Reflections on an Incredible Mirrored Building in the Saudi Arabian Desert

Maraya is a surreal structure in northwestern Saudi Arabia
Maraya is a surreal structure in northwestern Saudi Arabia | © AlUla
A surreal structure in northwestern Saudi Arabia has been wowing visitors ever since it claimed the title of the world’s largest mirrored building. Culture Trip goes beyond the looking glass to reflect on this engineering marvel in the desert, and explores an exciting regeneration project in Saudi Arabia.

AlUla (known in Arabic as ٱلْعُلَا, ‎ al-ʿulā) is a recently established governorate in the Medina region of the Kingdom of Saudi Arabia. The area has a relatively unknown name, and remains largely unexplored by modern visitors, but AlUla is home to ancient dwellings, historic monuments and incredible natural wonders.

In 2017 a Royal Commission for AlUla was established to maintain the historic sites in the area, as well as to develop a new vision aimed at tourists, as part of the a bigger plan for Saudi Arabia. The 2030 project aims to turn the country into one of the best destinations to visit by the end of the decade, and one of the first projects to be completed as part of the regeneration, Maraya, has already become a huge success.

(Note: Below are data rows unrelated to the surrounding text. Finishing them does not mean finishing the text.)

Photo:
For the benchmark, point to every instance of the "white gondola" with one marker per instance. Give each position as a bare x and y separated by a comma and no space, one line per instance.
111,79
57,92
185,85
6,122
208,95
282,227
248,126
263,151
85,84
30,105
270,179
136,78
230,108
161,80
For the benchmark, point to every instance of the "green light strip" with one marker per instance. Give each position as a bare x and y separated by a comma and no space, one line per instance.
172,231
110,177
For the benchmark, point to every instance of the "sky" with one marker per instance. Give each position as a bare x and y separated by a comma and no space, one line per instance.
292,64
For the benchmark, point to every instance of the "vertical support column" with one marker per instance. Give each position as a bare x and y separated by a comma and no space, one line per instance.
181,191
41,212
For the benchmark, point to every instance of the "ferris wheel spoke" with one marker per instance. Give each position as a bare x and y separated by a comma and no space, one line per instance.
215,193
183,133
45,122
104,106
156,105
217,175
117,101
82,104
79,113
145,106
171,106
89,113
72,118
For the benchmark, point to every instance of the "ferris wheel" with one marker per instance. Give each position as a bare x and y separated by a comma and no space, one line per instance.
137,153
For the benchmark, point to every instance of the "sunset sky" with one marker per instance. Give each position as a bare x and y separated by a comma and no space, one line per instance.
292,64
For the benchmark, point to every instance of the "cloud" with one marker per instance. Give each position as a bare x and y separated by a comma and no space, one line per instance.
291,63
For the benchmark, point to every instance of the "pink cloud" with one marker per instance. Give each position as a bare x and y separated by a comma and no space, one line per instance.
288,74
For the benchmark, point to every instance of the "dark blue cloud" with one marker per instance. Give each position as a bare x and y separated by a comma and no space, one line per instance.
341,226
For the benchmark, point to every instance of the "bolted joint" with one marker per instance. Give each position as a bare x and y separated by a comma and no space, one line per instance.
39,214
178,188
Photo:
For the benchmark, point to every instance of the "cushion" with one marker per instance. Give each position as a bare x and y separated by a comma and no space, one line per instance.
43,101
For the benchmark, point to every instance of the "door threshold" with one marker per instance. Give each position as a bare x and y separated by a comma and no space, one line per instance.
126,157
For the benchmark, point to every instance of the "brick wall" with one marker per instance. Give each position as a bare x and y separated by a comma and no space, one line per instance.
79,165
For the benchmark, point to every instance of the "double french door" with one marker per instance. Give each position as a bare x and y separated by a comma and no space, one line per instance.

Maraya, which, unsurprisingly, comes from the Arabic word for mirrors, is a huge multipurpose concert hall. The building is made from 9740sqm (10,4841sqft) of mirrored glass and sits in an isolated location that makes the most of the surrounding environment. Part of the design, which was realised by Milanese firm Gio Forma, is deliberately constructed in a way that hides its facade and makes the building blend with the landscape around it.

The name Maraya comes from the Arabic word for mirrors © AlUla

Standing at 26m (85ft) high, the venue also has a huge retractable window that opens out, in order to incorporate the desert environment into the entertainment experience. As a testament to the incredible effect Maraya has on visitors, the building recently picked up the popular choice award in the Architecture + Glass category on the prestigious website. The building has also been used for film projects, and in commercials for brands such as Rolls-Royce and Cartier.

This landscape has inspired ambitious architects for thousands of years. Ancient Nabataean civilisations once ran an incense route through the region and have left stunning ruins carved into nearby stone and rock. These are similar to the better-known landmarks of Petra in Jordan, although very few visitors from outside Saudi Arabia have seen them in person.

The multipurpose venue appears to blend with the landscape © AlUla

International tourism is a big part of the plans for AlUla in the future. A number of hotels and resorts are being built in the area, with environmental sustainability being a prerequisite of all the designs. Local people are set to serve as guides to the area, again ensuring a holistic approach to putting AlUla on the tourist map.

As for Maraya itself, the venue has already hosted concerts by musicians from around the world, including the Winter at Tantora festival, at which concerts and other activities are held at Maraya over several weekends. Although plans for 2020 have been put on hold, like so many others this year, the area is planning to open to tourists by the end of the year.

Maraya is planning to reopen to tourists by the end of 2020 © AlUla

You can get to Maraya in the historic Ashar Valley by car. Prince Abdul Majeed Bin Abdulaziz Domestic Airport (ULH) is 35km (22mi) from AlUla, and has regular flights from Riyadh, Jeddah and Dammam.